Log the video with a description of the capture method (direct download vs screen recording) so downstream analysts know whether to expect pristine or re-encoded content.

Chain of Custody

For any artifact that may end up in legal or journalistic review, maintain a chain-of-custody log:

Artifact: evidence.pdf
SHA-256: 9f4e2c1a...
Captured: 2026-03-29T14:22:00Z
Capturer: Angel Reyes
Source URL: https://example.gov/foia/2026-03/evidence.pdf
Archive URL: https://web.archive.org/web/20260329142200/...
Transfers:
  2026-04-01T10:00Z → Editor, via encrypted share, hash re-verified 9f4e2c1a...
  2026-04-15T09:00Z → Legal review, via case management system

Every transfer re-verifies the hash.

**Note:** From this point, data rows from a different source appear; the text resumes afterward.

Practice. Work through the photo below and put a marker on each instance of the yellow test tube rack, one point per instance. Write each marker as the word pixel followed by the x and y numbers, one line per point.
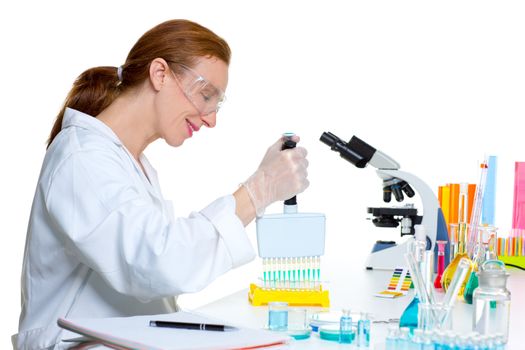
pixel 294 297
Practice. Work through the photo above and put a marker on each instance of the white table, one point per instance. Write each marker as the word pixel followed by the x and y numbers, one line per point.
pixel 356 292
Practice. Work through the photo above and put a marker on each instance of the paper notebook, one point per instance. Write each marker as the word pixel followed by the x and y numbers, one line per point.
pixel 135 333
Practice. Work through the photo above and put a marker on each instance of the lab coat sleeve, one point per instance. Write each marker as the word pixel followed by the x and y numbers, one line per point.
pixel 122 233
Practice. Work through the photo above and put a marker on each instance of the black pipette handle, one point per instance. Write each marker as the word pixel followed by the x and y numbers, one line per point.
pixel 287 144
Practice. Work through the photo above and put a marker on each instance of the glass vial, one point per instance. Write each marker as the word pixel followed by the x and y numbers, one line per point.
pixel 492 300
pixel 346 335
pixel 363 331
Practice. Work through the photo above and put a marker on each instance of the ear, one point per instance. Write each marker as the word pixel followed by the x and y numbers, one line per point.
pixel 158 70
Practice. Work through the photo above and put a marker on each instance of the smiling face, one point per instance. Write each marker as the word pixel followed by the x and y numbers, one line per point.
pixel 181 103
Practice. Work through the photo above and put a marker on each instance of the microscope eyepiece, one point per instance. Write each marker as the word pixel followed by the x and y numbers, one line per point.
pixel 355 151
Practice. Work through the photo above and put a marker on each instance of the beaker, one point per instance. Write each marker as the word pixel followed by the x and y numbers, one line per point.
pixel 434 316
pixel 492 300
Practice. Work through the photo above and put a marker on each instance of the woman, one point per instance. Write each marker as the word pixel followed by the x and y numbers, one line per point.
pixel 101 240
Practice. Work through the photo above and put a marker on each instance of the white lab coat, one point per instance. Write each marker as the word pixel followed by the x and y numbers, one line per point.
pixel 102 242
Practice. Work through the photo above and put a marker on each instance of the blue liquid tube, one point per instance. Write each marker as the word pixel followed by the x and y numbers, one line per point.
pixel 409 317
pixel 404 342
pixel 345 328
pixel 363 331
pixel 392 337
pixel 418 340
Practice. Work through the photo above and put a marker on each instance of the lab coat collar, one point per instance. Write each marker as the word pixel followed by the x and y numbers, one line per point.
pixel 72 117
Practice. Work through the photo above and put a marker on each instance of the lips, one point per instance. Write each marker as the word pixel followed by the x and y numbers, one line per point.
pixel 192 127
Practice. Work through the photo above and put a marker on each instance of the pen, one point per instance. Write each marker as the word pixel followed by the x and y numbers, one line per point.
pixel 188 325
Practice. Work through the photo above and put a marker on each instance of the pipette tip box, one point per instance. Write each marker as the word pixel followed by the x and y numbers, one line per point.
pixel 259 296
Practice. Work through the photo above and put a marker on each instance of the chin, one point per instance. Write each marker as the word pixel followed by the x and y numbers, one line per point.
pixel 174 143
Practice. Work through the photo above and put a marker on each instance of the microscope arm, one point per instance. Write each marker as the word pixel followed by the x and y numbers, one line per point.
pixel 429 199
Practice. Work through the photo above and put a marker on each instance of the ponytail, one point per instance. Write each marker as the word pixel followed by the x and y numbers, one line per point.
pixel 178 41
pixel 92 92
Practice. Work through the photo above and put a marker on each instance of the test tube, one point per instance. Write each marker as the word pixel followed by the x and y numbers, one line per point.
pixel 428 272
pixel 475 219
pixel 453 289
pixel 417 278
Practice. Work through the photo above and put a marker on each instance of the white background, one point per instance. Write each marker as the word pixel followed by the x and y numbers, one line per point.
pixel 436 85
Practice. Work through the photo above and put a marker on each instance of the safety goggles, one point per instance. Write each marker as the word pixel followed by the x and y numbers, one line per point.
pixel 202 94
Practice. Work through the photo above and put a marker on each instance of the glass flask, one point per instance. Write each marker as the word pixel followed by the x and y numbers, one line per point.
pixel 492 300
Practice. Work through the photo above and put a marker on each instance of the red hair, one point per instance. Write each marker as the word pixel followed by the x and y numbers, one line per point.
pixel 176 41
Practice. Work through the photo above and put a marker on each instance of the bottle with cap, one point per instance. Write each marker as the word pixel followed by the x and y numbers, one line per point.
pixel 492 300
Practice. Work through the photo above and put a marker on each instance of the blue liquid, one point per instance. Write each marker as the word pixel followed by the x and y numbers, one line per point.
pixel 391 344
pixel 278 320
pixel 363 333
pixel 346 335
pixel 409 316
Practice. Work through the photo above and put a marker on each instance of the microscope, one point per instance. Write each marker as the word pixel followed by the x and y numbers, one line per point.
pixel 387 255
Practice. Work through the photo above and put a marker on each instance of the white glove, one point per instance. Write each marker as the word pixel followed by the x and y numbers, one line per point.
pixel 280 176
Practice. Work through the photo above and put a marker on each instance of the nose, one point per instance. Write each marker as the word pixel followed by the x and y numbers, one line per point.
pixel 210 120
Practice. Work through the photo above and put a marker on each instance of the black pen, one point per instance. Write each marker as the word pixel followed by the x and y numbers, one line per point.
pixel 196 326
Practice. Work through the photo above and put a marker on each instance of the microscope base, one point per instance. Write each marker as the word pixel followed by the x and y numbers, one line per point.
pixel 388 258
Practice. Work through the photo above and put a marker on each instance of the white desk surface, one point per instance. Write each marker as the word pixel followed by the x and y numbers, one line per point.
pixel 356 292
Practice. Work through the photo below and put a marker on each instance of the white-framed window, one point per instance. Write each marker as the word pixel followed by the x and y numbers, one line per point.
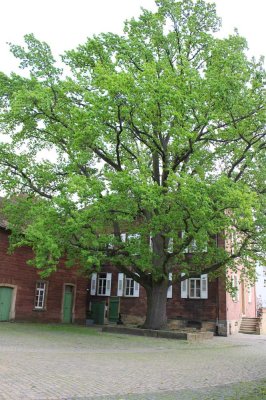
pixel 101 284
pixel 249 294
pixel 195 288
pixel 40 295
pixel 235 286
pixel 127 286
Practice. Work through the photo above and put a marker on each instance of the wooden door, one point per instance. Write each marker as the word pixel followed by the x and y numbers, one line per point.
pixel 5 302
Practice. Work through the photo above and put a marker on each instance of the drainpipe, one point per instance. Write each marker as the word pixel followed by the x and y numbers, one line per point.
pixel 217 310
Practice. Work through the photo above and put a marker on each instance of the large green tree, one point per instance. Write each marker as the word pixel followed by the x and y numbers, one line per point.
pixel 157 133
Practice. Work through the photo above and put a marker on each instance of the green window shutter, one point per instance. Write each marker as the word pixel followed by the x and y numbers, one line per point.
pixel 120 284
pixel 170 288
pixel 204 286
pixel 93 283
pixel 108 284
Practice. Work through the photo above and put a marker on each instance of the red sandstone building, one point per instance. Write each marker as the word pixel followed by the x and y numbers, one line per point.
pixel 24 296
pixel 196 302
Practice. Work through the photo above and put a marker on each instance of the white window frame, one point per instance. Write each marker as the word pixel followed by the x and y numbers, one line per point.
pixel 123 286
pixel 202 287
pixel 249 294
pixel 40 295
pixel 192 247
pixel 196 282
pixel 129 287
pixel 235 284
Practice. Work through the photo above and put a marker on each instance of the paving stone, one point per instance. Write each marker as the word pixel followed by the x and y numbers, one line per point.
pixel 50 363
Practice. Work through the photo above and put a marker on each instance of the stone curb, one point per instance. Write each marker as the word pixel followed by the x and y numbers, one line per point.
pixel 189 336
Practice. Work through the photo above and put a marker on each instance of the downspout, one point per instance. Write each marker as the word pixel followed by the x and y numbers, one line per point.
pixel 217 310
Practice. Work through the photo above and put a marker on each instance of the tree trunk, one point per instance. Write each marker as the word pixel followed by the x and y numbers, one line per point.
pixel 156 306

A broken chain is a finding-killer.

Tooling Stack

A serviceable preservation stack costs nothing:

Wayback Machine ("Save Page Now")
Archive.today as backup
wget, curl, yt-dlp for direct capture
sha256sum / Get-FileHash for hashing
exiftool, pdfinfo, mediainfo for metadata
OpenTimestamps for trusted timestamping
A cold-stored, read-only archive (external drive, S3 Glacier, or similar) for originals

For investigators handling large document productions, structured tools that integrate preservation into the review workflow save time — many operations use DocumentCloud for journalism or the Subthesis legal document analysis tool for legal-grade filings, both of which embed provenance into the document-review layer.

When Preservation Fails

Failures to expect:

Paywalled content — Wayback Machine often can't capture behind paywalls. Document access method; consider contacting the publisher for an archive-eligible copy.
JavaScript-heavy SPAs — default Wayback capture misses. Use a headless browser fallback.
Rate limiting on Wayback Machine — "Save Page Now" is rate-limited. For bulk work, use archive.org/save/ in a loop with backoff.
Geo-restricted content — capture may succeed or fail depending on where the archive servers are. Document whichever outcome.

The Reporting Impact

Reports built on preserved artifacts read differently. Instead of "the company's website said X," the finding is "the company's website, at [URL] as archived on [date] at [archive URL, hash], stated X. The current live page does not contain this statement as of [date]."

That phrasing is harder to attack and easier to verify. It is also the standard the reporting phase of OSINT methodology asks for.

The Two Rules

If it matters, archive it now. The link you save tomorrow is 20% likely to be gone.
If you cannot prove when you captured it, you captured nothing. Hash, timestamp, log.

Every investigator learns these by losing a source. Better to learn them before.